Dalam era transformasi digital, ancaman keamanan siber terus berkembang pesat. Laporan Cybersecurity Ventures memprediksi kerugian global akibat serangan siber mencapai USD 10,5 triliun pada 2025. Selain itu, praktik kerja remote dan adopsi layanan cloud membuat perimeter tradisional semakin kabur. Untuk menghadapi situasi ini, muncul konsep Zero Trust — sebuah model keamanan siber modern yang menghilangkan asumsi “kepercayaan default”.

Gambar ilustrasi jabat tangan menggambarkan model keamanan tradisional yang masih bergantung pada kepercayaan (trust). Paradigma Zero Trust justru meniadakan kepercayaan implisit ini dengan prinsip “jangan pernah percaya, selalu verifikasi.” Setiap pengguna atau perangkat yang hendak mengakses sistem harus dibuktikan identitasnya sebelum diberi hak akses. Konsep ini pertama kali diperkenalkan oleh analis John Kindervag (Forrester) pada 2010, dan sekarang diadopsi luas oleh perusahaan modern.

Apa itu Zero Trust?

Image

Zero Trust adalah model atau strategi keamanan siber yang menganggap tidak ada entitas yang boleh dipercaya secara otomatis, baik yang berada di dalam maupun di luar jaringan organisasi. Pendekatan ini berfokus pada penerapan kebijakan ketat pada setiap koneksi: setiap permintaan akses, sekecil apapun, harus diautentikasi dan diotorisasi secara eksplisit.
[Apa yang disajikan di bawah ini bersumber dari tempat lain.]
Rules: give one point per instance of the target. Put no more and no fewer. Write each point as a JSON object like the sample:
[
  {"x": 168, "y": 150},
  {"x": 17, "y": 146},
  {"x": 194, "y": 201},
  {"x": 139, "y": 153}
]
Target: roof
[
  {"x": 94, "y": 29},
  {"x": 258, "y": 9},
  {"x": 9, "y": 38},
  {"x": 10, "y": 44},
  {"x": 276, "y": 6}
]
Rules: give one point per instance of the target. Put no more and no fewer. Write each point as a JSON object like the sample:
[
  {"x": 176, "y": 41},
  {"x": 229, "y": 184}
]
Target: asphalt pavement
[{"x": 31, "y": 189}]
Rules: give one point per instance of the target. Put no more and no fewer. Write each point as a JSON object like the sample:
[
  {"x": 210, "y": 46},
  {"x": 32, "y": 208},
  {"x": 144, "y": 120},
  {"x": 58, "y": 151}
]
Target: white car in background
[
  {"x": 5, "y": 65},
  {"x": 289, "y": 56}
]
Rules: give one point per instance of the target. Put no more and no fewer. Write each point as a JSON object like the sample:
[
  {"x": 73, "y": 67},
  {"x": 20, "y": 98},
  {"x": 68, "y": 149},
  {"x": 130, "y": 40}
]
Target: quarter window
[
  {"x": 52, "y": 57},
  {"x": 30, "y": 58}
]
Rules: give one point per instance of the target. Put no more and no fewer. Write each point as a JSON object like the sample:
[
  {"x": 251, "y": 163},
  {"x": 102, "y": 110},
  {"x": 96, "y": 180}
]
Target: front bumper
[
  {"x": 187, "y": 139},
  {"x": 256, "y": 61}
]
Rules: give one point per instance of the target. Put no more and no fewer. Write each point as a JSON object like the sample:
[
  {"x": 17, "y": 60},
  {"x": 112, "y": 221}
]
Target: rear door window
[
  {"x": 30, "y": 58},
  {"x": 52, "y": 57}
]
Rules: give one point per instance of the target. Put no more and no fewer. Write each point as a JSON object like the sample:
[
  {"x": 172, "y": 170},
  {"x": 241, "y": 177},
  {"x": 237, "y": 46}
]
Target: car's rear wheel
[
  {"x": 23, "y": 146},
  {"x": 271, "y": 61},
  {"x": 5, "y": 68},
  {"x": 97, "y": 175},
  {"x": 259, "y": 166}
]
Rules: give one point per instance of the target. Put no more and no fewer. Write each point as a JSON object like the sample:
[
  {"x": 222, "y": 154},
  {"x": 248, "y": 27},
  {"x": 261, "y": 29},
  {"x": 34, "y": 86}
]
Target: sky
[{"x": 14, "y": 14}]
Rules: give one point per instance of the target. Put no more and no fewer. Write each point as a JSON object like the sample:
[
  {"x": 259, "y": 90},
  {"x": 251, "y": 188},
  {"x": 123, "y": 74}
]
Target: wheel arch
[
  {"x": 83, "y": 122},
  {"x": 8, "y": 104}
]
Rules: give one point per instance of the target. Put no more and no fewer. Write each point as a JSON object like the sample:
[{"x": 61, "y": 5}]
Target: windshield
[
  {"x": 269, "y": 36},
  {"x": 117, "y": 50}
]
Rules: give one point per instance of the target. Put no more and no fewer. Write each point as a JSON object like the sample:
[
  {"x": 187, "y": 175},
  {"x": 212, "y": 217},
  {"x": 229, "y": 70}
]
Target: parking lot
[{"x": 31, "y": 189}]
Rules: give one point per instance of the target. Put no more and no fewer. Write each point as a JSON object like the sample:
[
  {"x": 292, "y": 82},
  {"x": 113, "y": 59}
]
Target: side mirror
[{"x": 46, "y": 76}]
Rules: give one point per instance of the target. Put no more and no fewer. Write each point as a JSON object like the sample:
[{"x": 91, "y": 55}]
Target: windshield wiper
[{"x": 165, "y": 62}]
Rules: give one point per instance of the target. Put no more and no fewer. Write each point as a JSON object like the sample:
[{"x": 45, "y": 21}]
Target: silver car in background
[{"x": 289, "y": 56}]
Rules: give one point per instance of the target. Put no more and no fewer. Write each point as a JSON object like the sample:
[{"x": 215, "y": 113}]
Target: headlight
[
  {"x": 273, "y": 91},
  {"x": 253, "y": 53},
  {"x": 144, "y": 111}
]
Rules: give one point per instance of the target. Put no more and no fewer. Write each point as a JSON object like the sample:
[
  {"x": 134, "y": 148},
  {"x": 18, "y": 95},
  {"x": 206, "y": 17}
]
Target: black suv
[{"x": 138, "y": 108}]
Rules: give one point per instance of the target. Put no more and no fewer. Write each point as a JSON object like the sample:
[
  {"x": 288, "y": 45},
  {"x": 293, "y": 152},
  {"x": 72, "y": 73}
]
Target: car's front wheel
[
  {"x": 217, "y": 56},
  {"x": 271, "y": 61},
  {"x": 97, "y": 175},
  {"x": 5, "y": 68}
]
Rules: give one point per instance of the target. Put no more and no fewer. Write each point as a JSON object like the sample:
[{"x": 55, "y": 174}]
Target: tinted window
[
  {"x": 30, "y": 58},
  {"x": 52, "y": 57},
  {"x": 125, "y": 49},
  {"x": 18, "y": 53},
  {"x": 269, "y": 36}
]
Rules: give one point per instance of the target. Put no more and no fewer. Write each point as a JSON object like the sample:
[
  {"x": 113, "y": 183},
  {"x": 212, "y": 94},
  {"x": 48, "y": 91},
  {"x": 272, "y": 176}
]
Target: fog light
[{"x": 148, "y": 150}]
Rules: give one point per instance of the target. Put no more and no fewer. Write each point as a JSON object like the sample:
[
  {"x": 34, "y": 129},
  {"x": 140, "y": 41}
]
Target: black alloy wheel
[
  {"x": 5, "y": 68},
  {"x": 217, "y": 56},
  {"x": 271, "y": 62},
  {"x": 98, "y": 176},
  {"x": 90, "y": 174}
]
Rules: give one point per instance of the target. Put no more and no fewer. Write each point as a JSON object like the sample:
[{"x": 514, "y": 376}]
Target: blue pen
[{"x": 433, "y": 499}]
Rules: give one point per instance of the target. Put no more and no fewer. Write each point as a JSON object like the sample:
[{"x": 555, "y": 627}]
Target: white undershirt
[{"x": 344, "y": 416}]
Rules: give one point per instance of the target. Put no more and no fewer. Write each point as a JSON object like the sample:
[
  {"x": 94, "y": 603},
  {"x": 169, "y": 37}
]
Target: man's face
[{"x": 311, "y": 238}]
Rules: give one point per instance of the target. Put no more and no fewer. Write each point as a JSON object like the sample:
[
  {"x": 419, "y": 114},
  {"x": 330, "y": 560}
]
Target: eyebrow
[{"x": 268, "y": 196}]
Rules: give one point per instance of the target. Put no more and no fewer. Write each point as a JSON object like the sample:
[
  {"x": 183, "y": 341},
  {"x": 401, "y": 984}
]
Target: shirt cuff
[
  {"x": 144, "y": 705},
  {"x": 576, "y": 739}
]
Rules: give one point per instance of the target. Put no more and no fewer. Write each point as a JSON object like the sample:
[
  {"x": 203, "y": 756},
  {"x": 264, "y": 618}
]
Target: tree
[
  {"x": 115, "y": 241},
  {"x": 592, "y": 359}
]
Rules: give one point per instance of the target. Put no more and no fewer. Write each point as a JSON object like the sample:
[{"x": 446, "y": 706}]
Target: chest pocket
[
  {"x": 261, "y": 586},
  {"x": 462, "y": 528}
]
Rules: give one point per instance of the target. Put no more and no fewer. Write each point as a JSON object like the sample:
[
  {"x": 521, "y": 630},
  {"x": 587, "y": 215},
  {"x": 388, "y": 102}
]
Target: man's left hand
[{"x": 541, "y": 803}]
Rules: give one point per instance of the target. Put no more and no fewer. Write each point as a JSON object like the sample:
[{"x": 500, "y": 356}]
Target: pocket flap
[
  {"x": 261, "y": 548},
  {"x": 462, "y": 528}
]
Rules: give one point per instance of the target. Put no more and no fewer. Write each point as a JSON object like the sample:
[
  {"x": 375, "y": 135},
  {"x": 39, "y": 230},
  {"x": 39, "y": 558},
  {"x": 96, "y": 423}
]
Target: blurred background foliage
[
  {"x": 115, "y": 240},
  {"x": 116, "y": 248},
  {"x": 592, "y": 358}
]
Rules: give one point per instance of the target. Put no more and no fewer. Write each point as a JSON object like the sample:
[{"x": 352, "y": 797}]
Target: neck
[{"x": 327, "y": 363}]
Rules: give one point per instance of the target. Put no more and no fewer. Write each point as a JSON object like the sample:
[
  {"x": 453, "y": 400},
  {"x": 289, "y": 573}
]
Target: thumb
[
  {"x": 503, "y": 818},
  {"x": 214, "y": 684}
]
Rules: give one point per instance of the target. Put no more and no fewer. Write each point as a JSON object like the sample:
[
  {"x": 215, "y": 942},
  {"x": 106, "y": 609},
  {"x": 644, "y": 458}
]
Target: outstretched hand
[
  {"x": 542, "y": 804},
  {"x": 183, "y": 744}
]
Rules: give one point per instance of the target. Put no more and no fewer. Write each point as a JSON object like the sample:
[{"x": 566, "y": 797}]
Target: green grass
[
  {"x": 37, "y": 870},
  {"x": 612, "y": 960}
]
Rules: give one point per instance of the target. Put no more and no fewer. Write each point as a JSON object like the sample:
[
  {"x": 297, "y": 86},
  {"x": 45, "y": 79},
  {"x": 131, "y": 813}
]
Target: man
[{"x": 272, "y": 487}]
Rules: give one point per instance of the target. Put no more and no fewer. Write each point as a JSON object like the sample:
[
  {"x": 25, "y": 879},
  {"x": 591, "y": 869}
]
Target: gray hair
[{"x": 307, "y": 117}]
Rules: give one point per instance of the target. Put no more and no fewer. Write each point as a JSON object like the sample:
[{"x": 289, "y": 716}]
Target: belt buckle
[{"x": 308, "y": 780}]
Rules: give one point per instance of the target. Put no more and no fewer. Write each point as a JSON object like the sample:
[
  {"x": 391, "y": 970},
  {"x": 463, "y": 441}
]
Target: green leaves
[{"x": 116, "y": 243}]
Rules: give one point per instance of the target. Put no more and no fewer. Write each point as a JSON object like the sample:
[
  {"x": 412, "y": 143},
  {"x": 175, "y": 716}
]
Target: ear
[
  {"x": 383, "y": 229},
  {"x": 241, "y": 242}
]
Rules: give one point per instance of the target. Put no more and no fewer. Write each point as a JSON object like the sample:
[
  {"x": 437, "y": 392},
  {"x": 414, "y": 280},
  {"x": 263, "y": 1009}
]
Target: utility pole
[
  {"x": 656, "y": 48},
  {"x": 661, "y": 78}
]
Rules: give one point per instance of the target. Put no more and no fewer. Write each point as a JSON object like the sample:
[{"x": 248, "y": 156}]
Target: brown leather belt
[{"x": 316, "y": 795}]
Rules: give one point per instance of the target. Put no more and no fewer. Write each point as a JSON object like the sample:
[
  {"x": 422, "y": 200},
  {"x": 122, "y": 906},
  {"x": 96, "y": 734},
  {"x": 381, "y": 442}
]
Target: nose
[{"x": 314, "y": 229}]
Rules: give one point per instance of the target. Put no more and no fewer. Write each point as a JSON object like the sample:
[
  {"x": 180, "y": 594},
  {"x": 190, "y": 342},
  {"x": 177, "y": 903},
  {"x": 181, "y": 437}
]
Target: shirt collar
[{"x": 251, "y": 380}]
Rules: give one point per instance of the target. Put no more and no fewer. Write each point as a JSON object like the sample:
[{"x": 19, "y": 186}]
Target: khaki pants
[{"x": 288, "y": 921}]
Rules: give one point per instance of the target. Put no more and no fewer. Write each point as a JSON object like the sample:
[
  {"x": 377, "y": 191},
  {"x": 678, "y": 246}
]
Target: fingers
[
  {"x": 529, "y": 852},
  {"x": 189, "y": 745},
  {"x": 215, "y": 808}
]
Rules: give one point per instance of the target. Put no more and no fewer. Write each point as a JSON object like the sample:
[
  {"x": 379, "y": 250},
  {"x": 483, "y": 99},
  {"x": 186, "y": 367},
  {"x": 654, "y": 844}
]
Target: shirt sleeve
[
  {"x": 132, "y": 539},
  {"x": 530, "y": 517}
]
Dalam kata lain, identitas pengguna, perangkat, dan aplikasi selalu dianggap rentan hingga terbukti sebaliknya.

Zero Trust menggantikan asumsi keamanan tradisional yang selama ini mengandalkan perimeter (firewall, VPN) sebagai garis tepi yang aman. Saat ini, ekosistem TI perusahaan modern meliputi multicloud, layanan mobile, IoT, hingga akses SaaS, sehingga permukaan serangan jauh lebih luas. Oleh karena itu, Zero Trust memindahkan kontrol keamanan ke setiap sumber daya. Misalnya, ketika pengguna memasuki sistem, ia tidak langsung diizinkan mengakses data sensitif meski sudah melewati firewall. Sebaliknya, sistem akan mengecek ulang (reauthenticate) kontekstual seperti lokasi pengguna, kesehatan perangkat, dan perilaku akses sebelum memberi izin.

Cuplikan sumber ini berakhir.